そこでマスク氏買収後の試みとしてコミュニティノートが実装されて物事の本質を付随して確認できるようになったことで一般的にはおおむね高評価をされております。
これにより真偽を抜きに世論が動くことが大きく減り、結果的に謝った方向に大勢が動くことは減りつつあります。
いいねの承認欲求の課題
いいねが欲しいからといって、犯罪に近いような過激な言動をする投稿が後を絶ちません。
これは目立ちたいという承認欲求なども影響しますが、過激な言動をすることで注目を浴びて多少でもバズろうとすることが要因ですので、いいねの数を無くして客観的な情報のみで投稿を判断されるという風土が根付けば、犯罪に近い言動も称賛やいいねの嵐ではなくただの通報案件の扱いで客観的に寒い投稿になりえます。
政治的要因の課題
また、先日までのマスク氏買収前までのX (Twitter)は非常に政治的な色が強いコミュニティとなっておりました。
その後マスク氏買収後の政治的要素の払拭や排除などを経て、コミュニティ自体は健全化されていきましたが、コミュニティノートが存在するX (Twitter)になってからはさらにユーザーに謝った情報を阻害する仕組みが明確になっていき、一部の声の大きい人の意見などもしっかりと是正される方向が明確になっていきました。
つまり、いいねという機能は健全なコミュニティ及びコミュニケーションにとってはメリット以上にデメリットが目立つ状況に発展していたという背景も考慮する必要があります。
しかし今まではそのいいねを活用するユーザーをX (Twitter)にどっぷり浸からせるためにどうしてもいいねの機能を排除しきれないという経緯があったわけです。
X (Twitter)のコアユーザー
現在のX (Twitter)月間利用者数は6000万人程度のようですが、ニールセンの調査によるとSNSでは、2割のヘビーユーザーが8割の総利用時間を占有しているということです。

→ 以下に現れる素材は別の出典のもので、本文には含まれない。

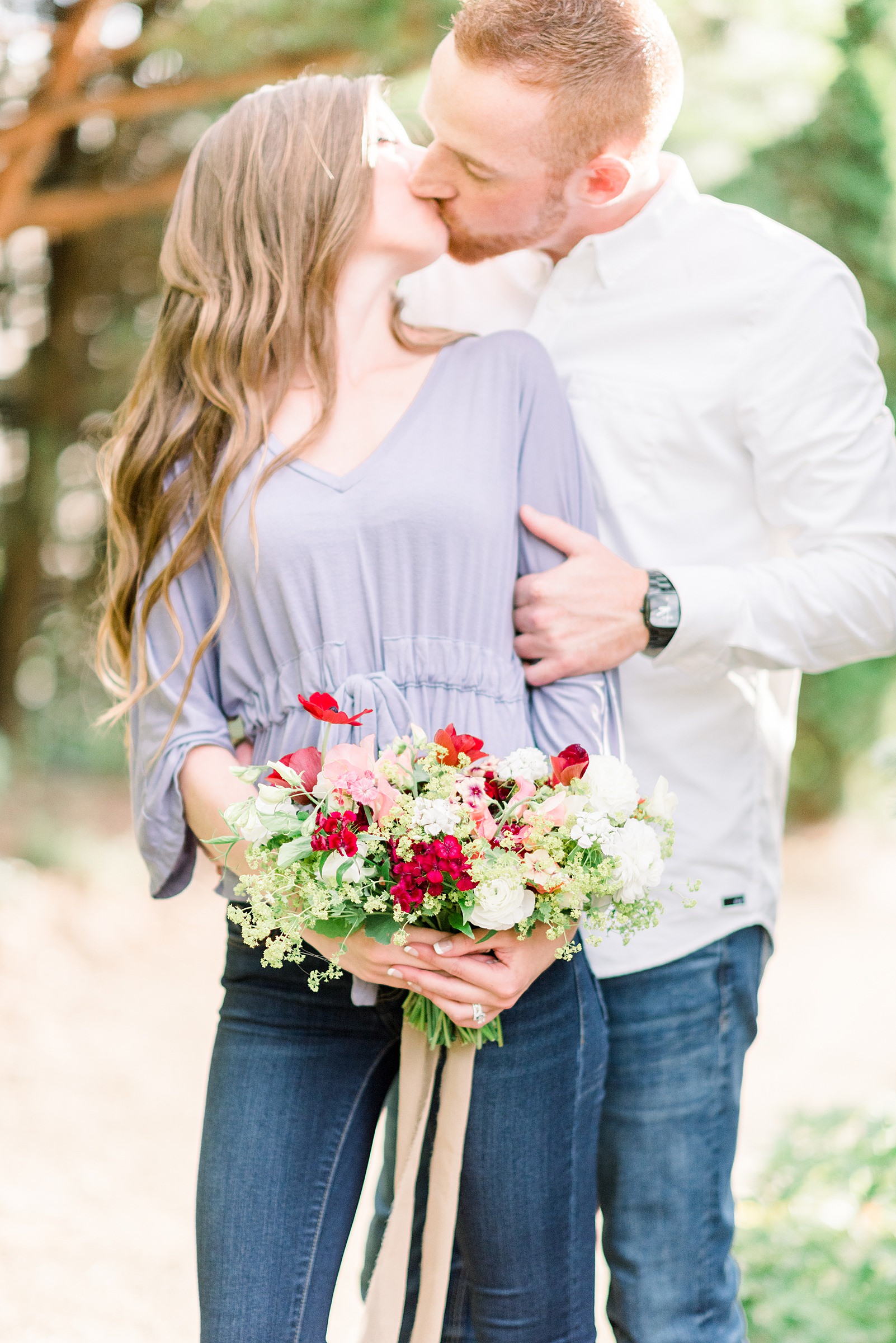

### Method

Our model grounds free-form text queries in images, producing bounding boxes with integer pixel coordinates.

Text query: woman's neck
[293,256,408,389]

つまり日本では1200万人のヘビーユーザーがX (Twitter)に日々膨大な時間を費やしているということで、これは日本国内では非常に影響が大きいツールとして明らかです。
それと同時にX (Twitter)でバズっている出来事であっても日本国民の1.1億人程度にはそのバズりが直接的には届いていない可能性があるということになります。
そこからマスメディアなどを経て抽出された話題が取り上げられるわけですが、これがいいねの数が基準になっているとすればいいねの数のコントロールで意図的にある程度のバズりや流行りやトラブルなどを生み出すことが可能という見方もできます。
マスク氏としてはこういった操作的な意見や価値観の偏りも是正したいという意図も見て取れます。
X (Twitter)の健康被害
X (Twitter)の健康被害にも着目しなければなりません。
以前からSNS全般の悪影響は多々指摘されておりますが、X (Twitter)の健康被害の研究については以下のようなものも指摘されています。
wikiによるとある海外の大学教授は、Twitterは10分間見ただけで多様な感情的刺激が呼び起こされ、止めどない情報の波に触れることは脳震盪を起こすような打撃を頭に連発されるような物であると説いています。
また、別な海外の大学教授の研究チームでは、高校生1500人に対してX (Twitter)利用可否に関するグループ分けをした試験の結果、Twitterを利用していたグループは全体的にマイナス影響を受け、テストの平均点が標準偏差の約25-40%分低下したという結果があるとのことです。
日本国内の医師もTwitterで悪口をつぶやき続けるとこうした感情は脳の中で怒りを作り出す働きをしている「扁桃体」をより刺激するため、相手への不満や悪意を更に感じやすくなるといった脳への悪影響があると説いています。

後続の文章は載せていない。